Show de Justin Bieber no Coachella vira alvo de teoria furada
Apresentação minimalista, com laptop no palco, levanta mais dúvidas sobre escolhas artísticas do que sobre contratos.

A apresentação de Justin Bieber no Coachella acabou gerando mais debate do que o próprio show. Rapidamente, surgiram teorias tentando explicar o pouco espaço dado aos hits antigos no repertório. A principal delas apontava para a venda do catálogo do artista. Não faz sentido.
Bieber vendeu em 2023 os direitos de suas músicas lançadas até 2021 por mais de 200 milhões de dólares. O movimento, aliás, levantou críticas na época, principalmente pelo histórico de decisões financeiras questionáveis ao longo da carreira. Ainda assim, isso não impede que ele cante essas músicas ao vivo.
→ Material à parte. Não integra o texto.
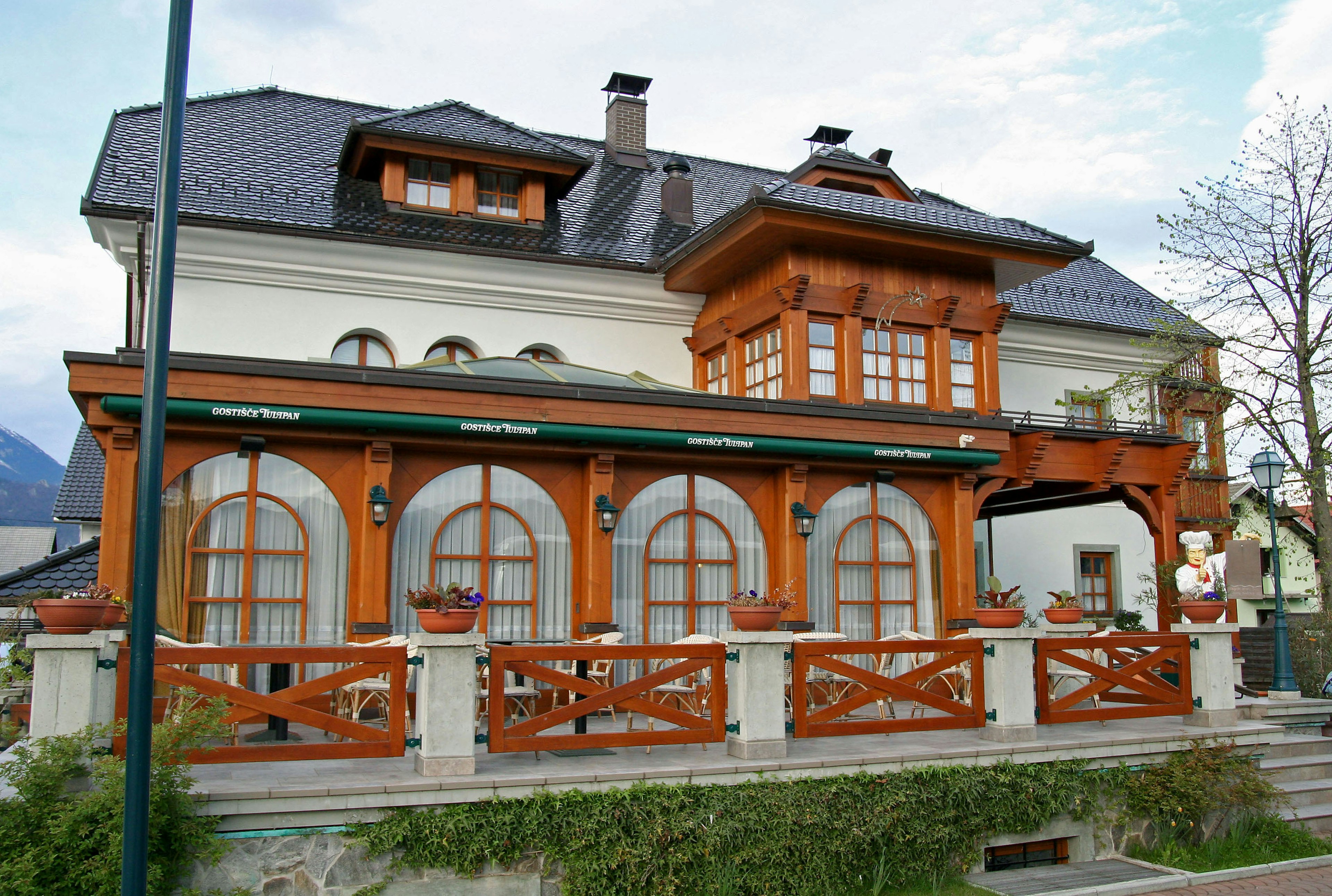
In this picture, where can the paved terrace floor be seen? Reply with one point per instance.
(274, 795)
Esse tipo de execução depende de licenças padrão de shows, não de quem detém os direitos comerciais das faixas.
Ou seja, a teoria cai fácil. O próprio show mostra isso. Bieber incluiu trechos de sucessos antigos, mas claramente optou por focar no material mais recente. A escolha, portanto, é artística, não contratual.
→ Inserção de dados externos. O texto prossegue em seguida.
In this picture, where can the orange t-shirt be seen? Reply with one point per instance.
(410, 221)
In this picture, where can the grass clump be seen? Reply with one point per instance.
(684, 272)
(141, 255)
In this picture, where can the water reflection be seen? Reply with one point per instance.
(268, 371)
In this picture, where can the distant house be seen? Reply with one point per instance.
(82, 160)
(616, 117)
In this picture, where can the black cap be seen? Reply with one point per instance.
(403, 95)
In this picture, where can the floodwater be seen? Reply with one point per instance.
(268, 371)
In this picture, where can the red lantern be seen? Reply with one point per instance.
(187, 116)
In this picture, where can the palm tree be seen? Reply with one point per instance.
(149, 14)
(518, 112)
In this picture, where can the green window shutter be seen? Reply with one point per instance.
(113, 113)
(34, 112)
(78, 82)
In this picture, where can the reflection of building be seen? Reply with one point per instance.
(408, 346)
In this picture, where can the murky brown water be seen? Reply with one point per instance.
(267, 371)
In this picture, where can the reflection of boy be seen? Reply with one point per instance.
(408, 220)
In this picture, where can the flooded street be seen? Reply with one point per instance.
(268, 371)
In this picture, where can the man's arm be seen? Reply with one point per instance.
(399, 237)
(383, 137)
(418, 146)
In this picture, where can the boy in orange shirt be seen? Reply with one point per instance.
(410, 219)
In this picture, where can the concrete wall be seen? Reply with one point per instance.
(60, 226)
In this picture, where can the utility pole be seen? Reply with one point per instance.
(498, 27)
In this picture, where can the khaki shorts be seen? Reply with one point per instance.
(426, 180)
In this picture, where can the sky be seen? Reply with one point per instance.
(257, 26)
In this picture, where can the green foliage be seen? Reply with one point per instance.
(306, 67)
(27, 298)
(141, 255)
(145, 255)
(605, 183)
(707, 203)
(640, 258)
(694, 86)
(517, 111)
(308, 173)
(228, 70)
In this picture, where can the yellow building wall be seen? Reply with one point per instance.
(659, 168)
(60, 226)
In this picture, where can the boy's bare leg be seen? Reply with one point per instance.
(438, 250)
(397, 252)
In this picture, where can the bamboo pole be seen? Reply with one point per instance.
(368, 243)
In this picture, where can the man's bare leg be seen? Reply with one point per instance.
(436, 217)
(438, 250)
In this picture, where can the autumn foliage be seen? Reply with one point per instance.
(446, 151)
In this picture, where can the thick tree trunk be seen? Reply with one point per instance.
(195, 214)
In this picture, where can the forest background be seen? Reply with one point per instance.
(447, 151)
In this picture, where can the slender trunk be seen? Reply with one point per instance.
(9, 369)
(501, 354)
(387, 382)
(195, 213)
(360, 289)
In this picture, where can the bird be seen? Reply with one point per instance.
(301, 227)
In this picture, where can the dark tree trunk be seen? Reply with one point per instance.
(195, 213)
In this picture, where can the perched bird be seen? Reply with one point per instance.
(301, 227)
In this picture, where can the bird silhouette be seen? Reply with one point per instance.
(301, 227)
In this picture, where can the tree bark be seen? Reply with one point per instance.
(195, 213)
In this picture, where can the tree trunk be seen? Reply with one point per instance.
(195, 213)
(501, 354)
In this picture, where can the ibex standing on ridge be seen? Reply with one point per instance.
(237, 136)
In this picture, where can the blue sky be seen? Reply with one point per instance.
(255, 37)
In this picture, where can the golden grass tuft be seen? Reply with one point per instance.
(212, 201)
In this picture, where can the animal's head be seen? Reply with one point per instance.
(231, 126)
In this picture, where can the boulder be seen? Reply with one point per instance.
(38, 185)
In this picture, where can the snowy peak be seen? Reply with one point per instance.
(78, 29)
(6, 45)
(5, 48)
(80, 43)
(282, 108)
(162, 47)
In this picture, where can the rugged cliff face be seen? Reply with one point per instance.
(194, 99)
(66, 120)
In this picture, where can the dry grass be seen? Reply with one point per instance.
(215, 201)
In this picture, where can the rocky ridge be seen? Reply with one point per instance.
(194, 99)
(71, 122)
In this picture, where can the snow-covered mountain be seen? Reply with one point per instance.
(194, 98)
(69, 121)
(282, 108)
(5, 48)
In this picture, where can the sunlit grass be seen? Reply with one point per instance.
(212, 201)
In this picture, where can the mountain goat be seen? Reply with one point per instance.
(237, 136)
O que chama mais atenção é o formato da apresentação. Um artista do tamanho de Bieber subindo ao palco basicamente com um laptop não passa despercebido. Em vez de uma banda ao vivo ou uma construção mais robusta de show, o que se viu foi uma estrutura minimalista que levanta questionamentos sobre direção criativa e entrega ao público.
Isso ganha ainda mais peso quando se considera a trajetória do artista. Bieber começou a carreira ainda adolescente, foi exposto cedo a uma indústria intensa e acumulou ao longo dos anos relatos de pressão, excessos e problemas pessoais. Esse contexto ajuda a entender algumas decisões, inclusive a venda do catálogo. Mas não necessariamente justifica escolhas de palco que parecem aquém do que se espera de um headliner desse porte.
Antes do Coachella, ele já vinha testando esse formato em apresentações menores, focadas quase exclusivamente em trabalhos recentes. No festival, apenas ampliou essa proposta.
No fim, a polêmica sobre o catálogo parece mais uma distração. A discussão mais interessante talvez seja outra: por que um artista desse nível escolhe um formato tão reduzido para um dos maiores palcos do mundo?